The Jacksonville Transportation Authority is taking legal action against the union that represents the bulk of its employees, accusing it of jeopardizing more than $100 million in federal funding the authority receives for services that include its Ultimate Urban Circulator (U2C) program.
In a complaint filed in United States District Court, JTA, through its subsidiary Jax Transit Management Corp., accused Amalgamated Transit Union 1197 of breach of contract.
According to the filing, JTM is a not-for-profit Florida corporation created by JTA to provide it with bus operators and maintenance personnel. JTA is the sole stockholder of JTM.
At issue is a Public Transportation Agency Safety Plan that must be signed by JTA and the union for JTA to receive the federal funding.
In JTA’s complaint, it says Amalgamated Transit Union 1197 has refused to sign the plan based on “arbitrary and capricious” reasons.
The union represents 350 JTA employees, a majority of the authority’s workforce. The local union only represents JTA workers.
In 2025, union representatives refused to sign the Public Transportation Agency Safety Plan, JTA wrote in the complaint. The authority said the refusal “violates (the union’s) contractual obligations under the CBA (collective bargaining agreement) to engage in good-faith bargaining over workplace issues such as safety.”
The Federal Transit Administration has threatened to withhold more than $100 million in grants should the union refuse to sign the safety plan, according to the complaint. The union objected to including the U2C as a mode of service in the safety plan, saying the service was unsafe.

“Yet, in the months following that initial proposal (for the PTASP), Local 1197 has not articulated a single item, or issue that it considers unsafe,” the complaint reads.
Melvin Hicks, the president of the local union, declined to comment on Amalgamated Transit Union 1197's safety complaints, directing the Daily Record to contact international union representatives.

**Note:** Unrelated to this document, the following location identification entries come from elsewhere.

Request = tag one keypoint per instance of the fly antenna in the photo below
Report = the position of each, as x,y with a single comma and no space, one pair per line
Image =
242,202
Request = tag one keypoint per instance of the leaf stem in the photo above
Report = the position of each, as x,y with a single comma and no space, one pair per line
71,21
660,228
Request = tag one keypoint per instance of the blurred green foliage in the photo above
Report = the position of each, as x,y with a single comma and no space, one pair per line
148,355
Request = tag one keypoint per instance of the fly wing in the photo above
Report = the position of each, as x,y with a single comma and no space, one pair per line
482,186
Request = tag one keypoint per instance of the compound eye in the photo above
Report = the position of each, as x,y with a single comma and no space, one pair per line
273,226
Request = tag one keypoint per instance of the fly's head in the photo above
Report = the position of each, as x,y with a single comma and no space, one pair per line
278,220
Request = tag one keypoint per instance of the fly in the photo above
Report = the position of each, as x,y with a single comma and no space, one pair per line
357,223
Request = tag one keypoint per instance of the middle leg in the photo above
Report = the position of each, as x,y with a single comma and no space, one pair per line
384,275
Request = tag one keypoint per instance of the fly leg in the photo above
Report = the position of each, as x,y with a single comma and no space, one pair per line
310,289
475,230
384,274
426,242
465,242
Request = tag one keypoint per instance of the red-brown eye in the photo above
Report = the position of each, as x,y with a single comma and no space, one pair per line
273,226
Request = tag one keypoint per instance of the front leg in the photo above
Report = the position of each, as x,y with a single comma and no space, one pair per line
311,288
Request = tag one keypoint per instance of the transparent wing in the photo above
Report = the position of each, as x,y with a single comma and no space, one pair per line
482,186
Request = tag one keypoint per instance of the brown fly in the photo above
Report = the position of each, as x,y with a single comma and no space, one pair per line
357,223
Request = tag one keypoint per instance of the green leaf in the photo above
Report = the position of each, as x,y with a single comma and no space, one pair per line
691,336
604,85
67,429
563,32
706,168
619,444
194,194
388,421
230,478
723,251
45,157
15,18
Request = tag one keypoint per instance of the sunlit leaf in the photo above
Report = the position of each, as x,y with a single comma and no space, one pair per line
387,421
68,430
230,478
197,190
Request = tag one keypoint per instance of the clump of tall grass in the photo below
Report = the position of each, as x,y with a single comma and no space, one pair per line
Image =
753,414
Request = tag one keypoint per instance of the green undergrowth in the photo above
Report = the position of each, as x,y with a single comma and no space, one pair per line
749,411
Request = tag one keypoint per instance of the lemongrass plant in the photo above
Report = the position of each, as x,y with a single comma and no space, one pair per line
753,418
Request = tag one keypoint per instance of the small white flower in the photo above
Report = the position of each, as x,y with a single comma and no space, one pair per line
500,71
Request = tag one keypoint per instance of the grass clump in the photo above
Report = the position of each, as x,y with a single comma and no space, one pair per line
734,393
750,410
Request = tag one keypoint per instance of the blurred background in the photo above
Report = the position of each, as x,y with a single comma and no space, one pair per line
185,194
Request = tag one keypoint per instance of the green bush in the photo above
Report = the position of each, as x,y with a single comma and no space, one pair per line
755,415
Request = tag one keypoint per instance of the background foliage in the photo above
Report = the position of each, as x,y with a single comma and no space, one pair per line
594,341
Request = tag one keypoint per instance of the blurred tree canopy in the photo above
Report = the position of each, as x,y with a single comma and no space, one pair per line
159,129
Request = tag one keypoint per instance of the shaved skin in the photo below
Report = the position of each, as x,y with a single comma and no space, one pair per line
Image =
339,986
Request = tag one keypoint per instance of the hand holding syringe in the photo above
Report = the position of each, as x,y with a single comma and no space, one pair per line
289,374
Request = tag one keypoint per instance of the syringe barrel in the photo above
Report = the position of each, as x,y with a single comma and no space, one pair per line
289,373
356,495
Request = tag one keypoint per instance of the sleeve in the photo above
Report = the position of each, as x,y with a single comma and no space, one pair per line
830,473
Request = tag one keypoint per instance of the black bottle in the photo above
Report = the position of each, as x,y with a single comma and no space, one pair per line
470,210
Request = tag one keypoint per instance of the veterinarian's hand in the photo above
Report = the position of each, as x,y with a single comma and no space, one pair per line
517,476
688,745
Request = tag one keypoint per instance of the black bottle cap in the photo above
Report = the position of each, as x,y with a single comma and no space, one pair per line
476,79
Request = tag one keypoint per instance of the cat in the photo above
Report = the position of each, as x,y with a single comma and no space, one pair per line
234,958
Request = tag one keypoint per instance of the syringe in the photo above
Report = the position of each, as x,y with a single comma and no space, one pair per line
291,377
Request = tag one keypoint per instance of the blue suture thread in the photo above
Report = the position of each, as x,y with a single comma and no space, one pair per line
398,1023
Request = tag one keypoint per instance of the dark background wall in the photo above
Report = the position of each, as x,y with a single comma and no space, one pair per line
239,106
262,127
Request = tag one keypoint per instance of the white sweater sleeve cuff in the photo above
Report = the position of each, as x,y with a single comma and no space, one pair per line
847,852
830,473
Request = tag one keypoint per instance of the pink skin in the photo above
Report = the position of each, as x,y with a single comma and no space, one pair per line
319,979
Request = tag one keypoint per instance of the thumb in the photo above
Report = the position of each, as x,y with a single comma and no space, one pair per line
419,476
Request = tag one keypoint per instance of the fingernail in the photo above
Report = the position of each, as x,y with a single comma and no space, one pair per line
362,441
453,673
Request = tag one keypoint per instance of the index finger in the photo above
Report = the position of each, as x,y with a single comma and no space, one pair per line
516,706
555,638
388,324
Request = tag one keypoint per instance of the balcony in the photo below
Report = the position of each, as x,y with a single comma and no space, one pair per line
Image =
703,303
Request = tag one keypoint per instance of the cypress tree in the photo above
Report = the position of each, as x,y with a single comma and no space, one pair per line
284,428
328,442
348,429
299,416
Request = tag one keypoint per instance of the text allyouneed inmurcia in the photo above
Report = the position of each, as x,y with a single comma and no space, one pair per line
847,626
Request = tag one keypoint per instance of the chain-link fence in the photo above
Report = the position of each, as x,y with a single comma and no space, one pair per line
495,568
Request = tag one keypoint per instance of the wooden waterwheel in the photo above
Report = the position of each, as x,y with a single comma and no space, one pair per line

Representatives for the international union did not respond to a request for comment before publication.
The U2C is JTA’s autonomous vehicle program, which launched in June with the start of service aboard the $65 million Neighborhood Autonomous Vehicle Innovation system.
NAVI, which operates on a 3.5-mile route mostly along Bay Street, was designed as the first leg of a system that would eventually involve adaptation of Jacksonville’s Skyway system for the U2C and expansion of service to neighborhoods surrounding Downtown.
“If the Union had legitimate safety concerns with the autonomous vehicle program, the Union was contractually obligated to raise those concerns, including at any Safety Committee meetings. Yet the Union’s representatives did not even attend the Safety Committee’s monthly meetings from February to July 2025, much less articulate any such concerns,” JTA wrote in the complaint.

“Further evidence of that bad faith is that the Union is misusing its PTASP approval as a bargaining chip over negotiations that have nothing to do with safety issues and that are not part of the PTASP.”
According to the complaint, the union said it would sign the safety plan if JTA allowed the union to organize the operating employees of the NAVI service and St. Johns Ferry Service.
Another condition was that JTA give the union employees a $1 an hour raise for the duration of JTA’s contract with BEEP, which operates U2C vehicles through its Balfour Beatty subsidiary. JTA has not disclosed the length of that contract.
In the complaint, JTA asked the court to order the union to arbitrate its dispute over the safety plan, and to award damages to JTA in an amount to be determined based on any lost federal funding because of the union’s actions.
JTA did not respond to questions asking about the union’s refusal to sign the safety plan and expectations for the litigation between the JTA and the union before publication.
The union’s refusal to sign the safety plan is not the first threat to the U2C’s funding.
City Council member Rory Diamond has called for the city to divert local-option gas tax funding from the U2C program toward street repair. He also said city funds for public transit would be better spent on credits for ride-share services like Uber and Waymo to provide rides for Jacksonville residents.
JTA, in a statement sent by text message Nov. 19, said any changes to the agreement would require bilateral agreement by the city and JTA.